London Symphony Orchestra
Das London Symphony Orchestra wurde 1904 von einer Gruppe von Musikern gegründet, die für den Dirigenten Henry Wood spielten. Sie wollten ihr eigenes Orchester leiten und die Wahl haben, mit welchen Dirigenten sie zusammenarbeiteten. Sie beschrieben das LSO als eine musikalische Republik, und das Orchester war über Nacht ein Erfolg.
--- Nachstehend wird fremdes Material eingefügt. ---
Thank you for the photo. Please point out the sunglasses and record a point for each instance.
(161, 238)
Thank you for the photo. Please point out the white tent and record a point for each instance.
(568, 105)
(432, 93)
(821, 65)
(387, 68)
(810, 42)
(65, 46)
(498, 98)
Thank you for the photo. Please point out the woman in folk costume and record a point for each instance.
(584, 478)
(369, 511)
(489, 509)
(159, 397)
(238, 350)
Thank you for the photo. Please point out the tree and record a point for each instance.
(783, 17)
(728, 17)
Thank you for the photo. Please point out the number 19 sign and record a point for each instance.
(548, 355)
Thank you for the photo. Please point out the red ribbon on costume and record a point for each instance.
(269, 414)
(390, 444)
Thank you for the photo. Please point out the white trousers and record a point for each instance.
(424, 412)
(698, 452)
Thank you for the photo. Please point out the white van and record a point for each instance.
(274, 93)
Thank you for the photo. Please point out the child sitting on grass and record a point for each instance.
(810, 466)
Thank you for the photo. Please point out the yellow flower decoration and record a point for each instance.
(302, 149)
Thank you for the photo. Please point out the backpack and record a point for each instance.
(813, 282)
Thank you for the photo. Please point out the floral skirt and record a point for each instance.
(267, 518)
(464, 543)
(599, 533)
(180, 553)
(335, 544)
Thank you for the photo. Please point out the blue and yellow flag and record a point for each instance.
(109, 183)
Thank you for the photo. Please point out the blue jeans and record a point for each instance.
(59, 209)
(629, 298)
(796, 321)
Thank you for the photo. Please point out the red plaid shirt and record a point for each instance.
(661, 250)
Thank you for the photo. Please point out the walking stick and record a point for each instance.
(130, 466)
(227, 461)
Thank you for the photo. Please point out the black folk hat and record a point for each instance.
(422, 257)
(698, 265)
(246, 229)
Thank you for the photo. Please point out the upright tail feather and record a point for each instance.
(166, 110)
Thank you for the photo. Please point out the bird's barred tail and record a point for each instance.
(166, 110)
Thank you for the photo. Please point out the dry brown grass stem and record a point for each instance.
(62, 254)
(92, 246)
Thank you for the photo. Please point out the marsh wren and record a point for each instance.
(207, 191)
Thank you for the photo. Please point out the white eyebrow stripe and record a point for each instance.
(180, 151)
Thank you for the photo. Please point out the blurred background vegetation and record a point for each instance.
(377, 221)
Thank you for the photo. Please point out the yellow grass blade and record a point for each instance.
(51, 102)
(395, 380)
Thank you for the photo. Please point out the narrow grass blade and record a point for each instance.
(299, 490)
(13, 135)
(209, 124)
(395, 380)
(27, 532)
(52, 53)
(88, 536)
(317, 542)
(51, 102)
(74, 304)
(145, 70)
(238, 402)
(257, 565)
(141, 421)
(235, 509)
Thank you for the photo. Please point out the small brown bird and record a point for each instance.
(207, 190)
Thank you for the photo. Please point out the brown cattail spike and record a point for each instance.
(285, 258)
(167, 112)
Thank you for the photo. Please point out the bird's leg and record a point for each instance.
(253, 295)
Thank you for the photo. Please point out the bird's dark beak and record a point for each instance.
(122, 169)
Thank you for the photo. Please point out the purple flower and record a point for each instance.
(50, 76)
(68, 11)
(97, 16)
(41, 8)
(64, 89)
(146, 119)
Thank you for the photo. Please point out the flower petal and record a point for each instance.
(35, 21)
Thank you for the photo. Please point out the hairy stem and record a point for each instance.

Heute gibt das LSO ungefähr 70 Konzerte pro Jahr in London und bis zu 90 auf Tournee. Es ist regelmäßig auf Konzertreise durch Europa, Nordamerika und im Fernen Osten. Waleri Gergijew ist seit 2007 Chefdirigent des LSO und Sir Colin Davis sein Präsident.

Das LSO organisiert auch das in der Welt am längsten laufende und umfangreichste Bildungsprogramm eines Orchesters: LSO Discovery. Mit seinem Sitz im Londoner Musikbildungszentrum LSO St Lukes schafft Discovery die Möglichkeit für Menschen aller Altersgruppen und Veranlagungen, mit Musikern des LSO zusammenzuarbeiten, etwas über Musik zu lernen und ihre Fertigkeiten zu entwickeln.